I am writing this basic explainer post by request. The primary goal is not to criticize trickle-down economics, but to actually explain what it is. To do that, I think it is helpful to first explain what it is not.
For some reason, lay advocates of trickle-down economics often wrongly describe it as a demand-side theory. If you lower taxes on the rich, they will buy more goods and services, which will create more demand and therefore employment. Those paid in that employment will then spend the money elsewhere, and it will thus “trickle down.” In addition to being deeply confused in ways I wont pursue here, this is not the actual theory of trickle-down economics. A big hint here is that trickle-down economics is really a pejorative label for something called supply-side economics. It is a theory of how to increase supply, not how to increase demand. If you see someone arguing for trickle-down economics by focusing on the demand effects of the personal consumption of the rich, let them know that they are really just talking in a very clumsy manner about Keynesian multipliers, not trickle-down economics.
The actual theory of trickle-down economics is focused on capital accumulation and innovation. In simplified terms, it makes the following three claims to reach its policy conclusion:
- Cutting taxes on the rich and capital income will generate more investment (capital accumulation) and innovation.
- Capital accumulation and innovation increase productivity and grow the economy.
- Increasing productivity and growing the economy are the only ways to improve standards of living.

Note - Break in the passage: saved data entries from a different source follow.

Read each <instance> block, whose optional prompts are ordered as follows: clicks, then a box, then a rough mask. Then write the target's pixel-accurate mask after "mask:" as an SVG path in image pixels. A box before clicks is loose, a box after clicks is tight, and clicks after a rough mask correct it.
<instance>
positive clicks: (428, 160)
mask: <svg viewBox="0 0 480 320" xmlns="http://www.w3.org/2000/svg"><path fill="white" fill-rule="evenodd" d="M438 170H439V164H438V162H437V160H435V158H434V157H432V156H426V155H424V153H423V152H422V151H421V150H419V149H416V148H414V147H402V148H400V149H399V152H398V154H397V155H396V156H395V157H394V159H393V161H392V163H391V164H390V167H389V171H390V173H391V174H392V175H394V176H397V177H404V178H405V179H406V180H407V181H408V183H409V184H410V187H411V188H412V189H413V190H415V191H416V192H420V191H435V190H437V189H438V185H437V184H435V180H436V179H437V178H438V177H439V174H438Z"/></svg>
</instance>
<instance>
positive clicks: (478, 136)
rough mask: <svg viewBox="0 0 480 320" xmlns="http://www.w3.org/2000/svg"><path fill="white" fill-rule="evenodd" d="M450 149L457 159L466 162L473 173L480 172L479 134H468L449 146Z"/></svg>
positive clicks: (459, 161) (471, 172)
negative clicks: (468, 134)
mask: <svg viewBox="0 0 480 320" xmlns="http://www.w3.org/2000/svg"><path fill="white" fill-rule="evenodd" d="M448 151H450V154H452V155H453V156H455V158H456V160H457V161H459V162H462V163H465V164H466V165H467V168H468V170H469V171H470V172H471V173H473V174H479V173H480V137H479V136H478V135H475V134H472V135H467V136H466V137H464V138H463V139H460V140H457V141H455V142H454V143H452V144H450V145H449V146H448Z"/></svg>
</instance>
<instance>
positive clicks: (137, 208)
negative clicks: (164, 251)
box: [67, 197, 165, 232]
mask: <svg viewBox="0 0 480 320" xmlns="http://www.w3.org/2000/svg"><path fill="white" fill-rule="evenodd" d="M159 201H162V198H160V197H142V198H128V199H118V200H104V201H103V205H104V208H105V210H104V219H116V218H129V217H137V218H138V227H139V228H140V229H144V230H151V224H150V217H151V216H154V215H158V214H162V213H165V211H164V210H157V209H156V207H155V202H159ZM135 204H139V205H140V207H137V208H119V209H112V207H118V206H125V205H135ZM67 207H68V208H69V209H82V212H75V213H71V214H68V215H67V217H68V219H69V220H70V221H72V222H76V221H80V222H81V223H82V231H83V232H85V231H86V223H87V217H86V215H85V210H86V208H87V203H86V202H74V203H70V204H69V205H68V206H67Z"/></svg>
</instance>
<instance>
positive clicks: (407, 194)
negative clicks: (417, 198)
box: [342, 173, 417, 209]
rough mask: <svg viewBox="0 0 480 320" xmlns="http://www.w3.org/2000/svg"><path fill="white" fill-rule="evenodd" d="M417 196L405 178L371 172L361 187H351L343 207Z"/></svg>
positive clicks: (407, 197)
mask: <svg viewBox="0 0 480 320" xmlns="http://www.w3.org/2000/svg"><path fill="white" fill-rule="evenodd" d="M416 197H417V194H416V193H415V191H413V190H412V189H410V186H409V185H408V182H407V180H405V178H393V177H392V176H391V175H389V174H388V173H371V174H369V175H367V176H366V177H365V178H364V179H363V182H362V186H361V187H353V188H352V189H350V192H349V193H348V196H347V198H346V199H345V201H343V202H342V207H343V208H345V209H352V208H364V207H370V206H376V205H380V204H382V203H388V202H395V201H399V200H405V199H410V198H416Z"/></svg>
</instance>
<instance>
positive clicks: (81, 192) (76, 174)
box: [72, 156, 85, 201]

As you can see, this is about supply not demand. It is about putting in place tax policies that cause economic actors to invest and innovate more. The end result of that extra investment and innovation is supposed to be rising standards of living. The theory has nothing to do with the rich buying goods and services for their personal pleasure. In fact, the investment part actually tries to create conditions where the rich buy less goods and services for their personal pleasure, and invest that money instead.
It would be impossible to cover all of the objections to this theory here, but I can provide a small sample. First, the claim that cutting the taxes of the rich will increase investment and innovation is empirically disputable. We’ve had high-tax eras in the past where investment levels (and growth) did not seem to suffer significantly. In reality, people invest and save for all sorts of reasons, and the kinds of consumption trade-offs the economic models focus on probably do not adequately reflect real-life decision-making. Taxing high earnings — if done correctly — never makes it a wealth maximizing move to forego a capital investment or not develop new technologies and other sorts of innovation.
Second, capital accumulation and innovation do not need to come only from private actors. The government can make public and private investments that increase the capital stock. After all, the kind of investment most wealthy individuals do just involves purchasing existing financial assets. And as public pension funds have shown, the government is fairly capable of that. On the innovation side, the government has long been a big actor. Through the National Science Foundation, universities, and the military, the government has financed research generating huge productivity-enhancing innovations. The internet is perhaps the most famous.
Third, capital accumulation and investment are only two pieces of the growth puzzle. There is, as the right often likes the forget, the labor part. Labor productivity is increased through education and training, and the state takes a dominant and indispensable role in that. Increasing human capital — as it is kind of disgustingly called — generates economic growth just as capital accumulation and innovation does. Levying high taxes on the rich to finance increased education of the public could quite plausibly generate net economic growth.
Fourth, the last forty years should make it quite clear that economic growth and productivity do not necessarily benefit everyone. In that period, average market incomes for the bottom 90% did not grow at all, as the top 10% captured all of the gains. What is the point of making the economy bigger if the rich just grab all of the increase?
Finally (for me), while we need to grow the economy to increase the average standard of living, we do not need to do so to increase some people’s standard of living. By distributing economic output differently, we could improve the standard of living of the majority of Americans without increasing productivity at all.